Так что новый ромейский маркиз Бальсан-Дорилейский (и мы заодно) мог рассчитывать на огромный куш, а его благоверная супруга маркиза Консуэло Бальсан-Дорилейская, носившая в девичестве скромную фамилию Вандербильт, могла носить штаны Императорского уровня. Род Вандербильтов мог позволить купить ей не только штаны, но и все, что она только пожелает. Впрочем, Консуэло и сама была миллионершей и особо в деньгах клана не нуждалась. Могла. Купить. Всё. Кроме каракошечки, разумеется. Каракошки — товар штучный и за деньги не продается.
Конечно, одними джинсами Маша, конечно же, не ограничивалась. Колоссальный интерес у нее вызвали кроссовки, кеды и вся индустрия спортивной обуви. А предстоящие в мае Олимпийские игры должны были лишь подстегнуть интерес общественности к теме, которая пока занимала лишь узкую нишу на рынке обуви. Поэтому моя благоверная супруга активно скупала акции этих компаний, пока они еще были малоизвестными, а заодно переносила производство в Россию и Ромею, перенимая технологии и переманивая специалистов.

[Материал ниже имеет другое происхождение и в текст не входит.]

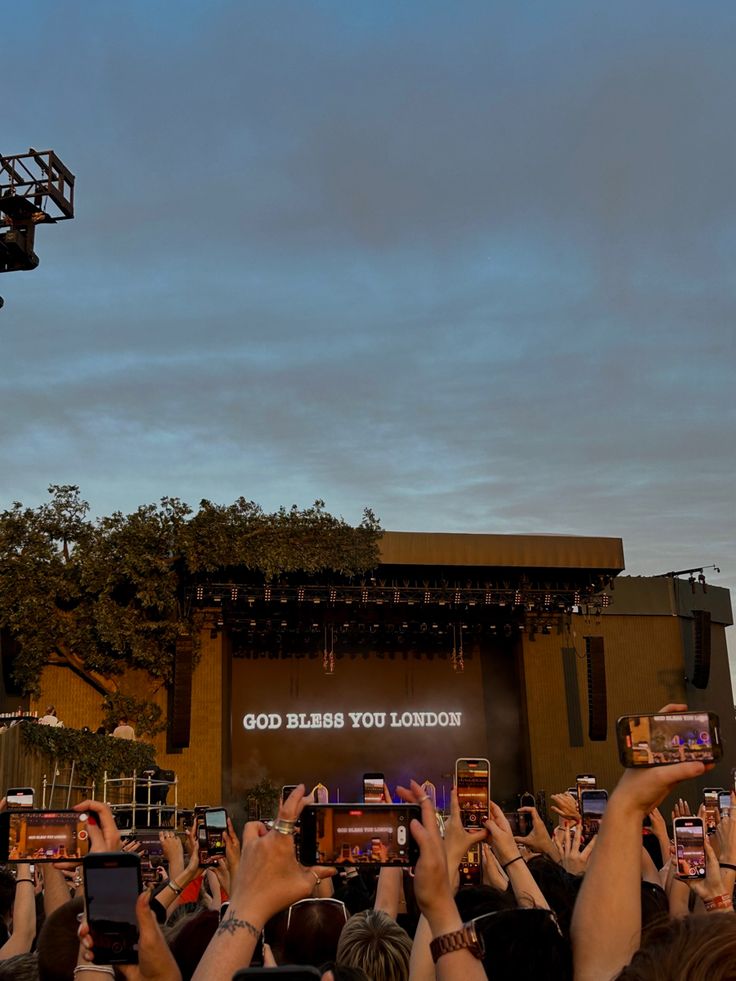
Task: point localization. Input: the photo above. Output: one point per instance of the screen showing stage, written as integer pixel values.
(292, 723)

Дожевывая последний кусок бекона, интересуюсь, явно понимая, что разговор затеян не просто так, и что у жены есть какие-то соображения на сей счет:
— И что ты предлагаешь?
Маша провела ладошкой по своей изящной ножке и поделилась своими идеями:
— Вот, смотри, мои джинсы порфирового цвета. Могут быть еще багряные и пурпурные. Это самые дорогие, прямо скажем — элитные джинсы. Значит и называться они должны как-то особенно. Думаю, что «басилевсы» будет именно то, что надо. Индиго, которые подешевле, можно назвать «княжичи». Ну, а самые массовые, цвета хаки, можно назвать в честь маркиза Луи «бальсанами». Нам не жалко, а ему приятно. Плюс какая реклама!
Я хохотнул:
— Когда у общества нет цветовой дифференциации штанов, то нет цели!

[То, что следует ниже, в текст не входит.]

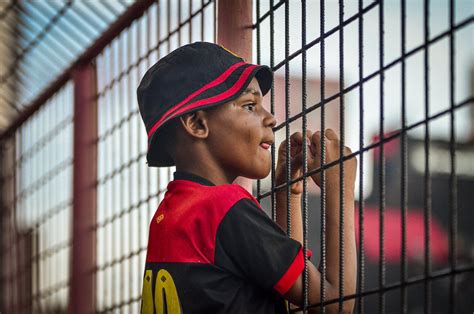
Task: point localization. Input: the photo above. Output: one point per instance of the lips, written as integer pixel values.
(265, 145)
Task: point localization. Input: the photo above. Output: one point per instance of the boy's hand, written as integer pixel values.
(296, 157)
(332, 145)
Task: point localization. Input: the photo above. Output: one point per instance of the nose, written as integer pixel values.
(269, 119)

Поймав удивленный взгляд жены, поясняю:
— Фраза из фильма «Кин-дза-дза». Как-нибудь перескажу содержание. Но, в целом, я не спорю, мысль здравая. Как говорится, встречают по одежке.
Кивок.
— И цена на «княжичи» и, тем более, «басилевсы» будет весьма интересной. Для нас. А теперь представь масштаб будущего производства всех этих штанов, включая «бальсаны». Я думаю, что наш новоявленный маркиз Бальсан-Дорилейский не будет слишком против, если мы вложимся в его концерн «Бальсан». Да и Вандербильты не откажутся от крупных инвестиций. Консуэло наверняка сама захочет часть акций. Так что перспективы я тут вижу весьма и весьма неплохие. Особенно в контексте того, что мы выкупили права на производство «молний», а усовершенствованная модель этой застежки позволяет ставить её даже на «басилевсы».
Она встала и демонстративно расстегнула и застегнула молнию на своих джинсах.

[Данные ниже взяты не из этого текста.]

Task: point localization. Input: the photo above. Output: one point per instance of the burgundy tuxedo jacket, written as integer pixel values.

— Поэтому, я думаю, что патент на крой запишем на Иволгину, патент на ткань остается за маркизом. «Модное ателье Натали» шьет «басилевсы» и «княжичи», там в доле будет Консуэло и нашими деньгами участвует Иволгина, а сам концерн «Бальсан» пусть шьет эти самые «бальсаны». Там в доле сам маркиз, ну, процентов пятьдесят акций его будет, наши, напрямую или через фирмы-прокладки князя Волконского, процентов тридцать или сорок, ну, и процентов десять-двадцать пусть достанется Консуэло. Она хоть миллионерша и законная супруга маркиза, но своего не упустит. Как думаешь?
Смеюсь:
— Любовь моя, всегда удивлялся, откуда у тебя такая коммерческая жилка?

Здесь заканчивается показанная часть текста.